Data augmentation approaches were employed early in the framework to improve image models for practical training. Based on the encouraging results of medical image processing obtained from a medical vision transformer (MVT), they built an MVT-based classification typically utilized for SC in the second layer of the design. The input image is divided by this MVT into many segments, which are then sent to the transformer in a sequentially similar term embedding. The input image is finally classified using the multilayer perceptron. Through tests on the HAM10000 datasets, they discovered that the MVT-based approach outperforms the most recent methods for classifying skin cancer. Deep learning algorithms can recognize melanoma from dermoscopy images [63]. Fuzzy GrabCut-stacked convolutional neural networks (GC-SCNNs) were employed for the imaging experiment. Several publicly available datasets were utilized to extract image features and classify lesions. The recommended model was shown to detect and classify lesion segments more quickly and accurately compared to the performance of current approaches.
A novel and trustworthy feature fusion model for skin cancer identification was proposed [64]. First, the images are cleaned of noise using a Gaussian filter (GF). While LBP was utilized for manual extraction, Inception V3 performed automatic feature extraction. The learning rate was controlled using an Adam optimizer. Malignant and benign skin cancers were categorized using an LSTM network based on fused features. Their system integrated techniques from DL and ML. For skin lesions on Kaggle, they used the DermIS dataset, which has 1000 images, 500 of which are benign and 500 of which are malignant. They tested their feature-fusion approach against DL- and segmentation-based techniques. After cross-validating their model using a thousand Global Skin Image Collection images, they achieved a detection accuracy of 98.4%. Their method works better than other approaches and yields noteworthy outcomes. Table 1 presents the research gaps in the literature reviewed.
The research gaps are identified by analyzing recent available literature and are summarized in Table 1. To address these gaps, we used preprocessing methods to capture the low-contrast features and active contour segmentation to delineate the skin lesion’s borders precisely. The ResNet50 transfer learning network captures the textural feature maps and addresses the vanishing gradient problem. Also, the lightweight attention mechanism is integrated into convolutional blocks of the CapsNets network to identify the spatial relationship among various features. The CapsNets network reduces the overfitting problem using regularizations and dynamic routing, enhancing model generalization performance.

3. Methodology

This study proposes a novel approach for skin lesion classification using a lightweight attention capsule neural network mechanism. The methodology for this study is discussed in the subsequent sections below.

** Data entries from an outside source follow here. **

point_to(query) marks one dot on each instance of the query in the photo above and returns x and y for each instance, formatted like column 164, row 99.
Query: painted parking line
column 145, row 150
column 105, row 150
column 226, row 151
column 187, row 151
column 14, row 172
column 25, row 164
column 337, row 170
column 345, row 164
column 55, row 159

3.1. Proposed Novel Lightweight Attention Mechanism-Capsule Neural Network Framework

The proposed framework consists of five distinct phases for skin lesion classification: (1) dataset acquisition and preparation, (2) preprocessing, (3) segmentation, (4) feature extraction and (5) classification, as depicted in Figure 1. Firstly, the datasets were acquired from publicly available domains. The raw images were preprocessed by resizing, normalizing, and augmenting the data, and then the data were divided into training, validation, and test datasets. After augmenting the data, the snake model of the active contour segmentation, which uses a deformable curve to fit the boundaries of an object in an image, is used by removing the irrelevant information from the image. Segmentation helps to focus the learning process on specific features within segmented regions, improving the model’s ability to detect subtle variations and abnormalities. Segmented regions simplify model training and inference and reduce computing complexity. Moreover, segmentation aids in interpreting results by providing a clear delineation of the areas under consideration, which is essential in skin lesion diagnostics. Also, smoothing the image after segmentation can serve as a valid preprocessing step, reducing noise and improving the overall quality of the segmented regions. ResNet50 transfer learning is used for extracting features from segmented images. Apply CBAM, a lightweight attention mechanism, to the feature maps extracted from ResNet. The CBAM module adaptively recalibrates channel-wise and spatial-wise attention to capture essential features in an image. This approach enables the module to accurately capture fine-grained details and direct attention towards relevant spatial regions. After the features have been extracted from the segmented skin lesion image using ResNet50 and CBAM, the features are fused before being fed into the capsule network, improving classification task performance. A guided capsule network is trained on the features extracted by implementing dynamic routing. The stochastic gradient descent (SGD) algorithm is employed to optimize the parameters of a given model. The following section discusses the various phases of skin lesion classification.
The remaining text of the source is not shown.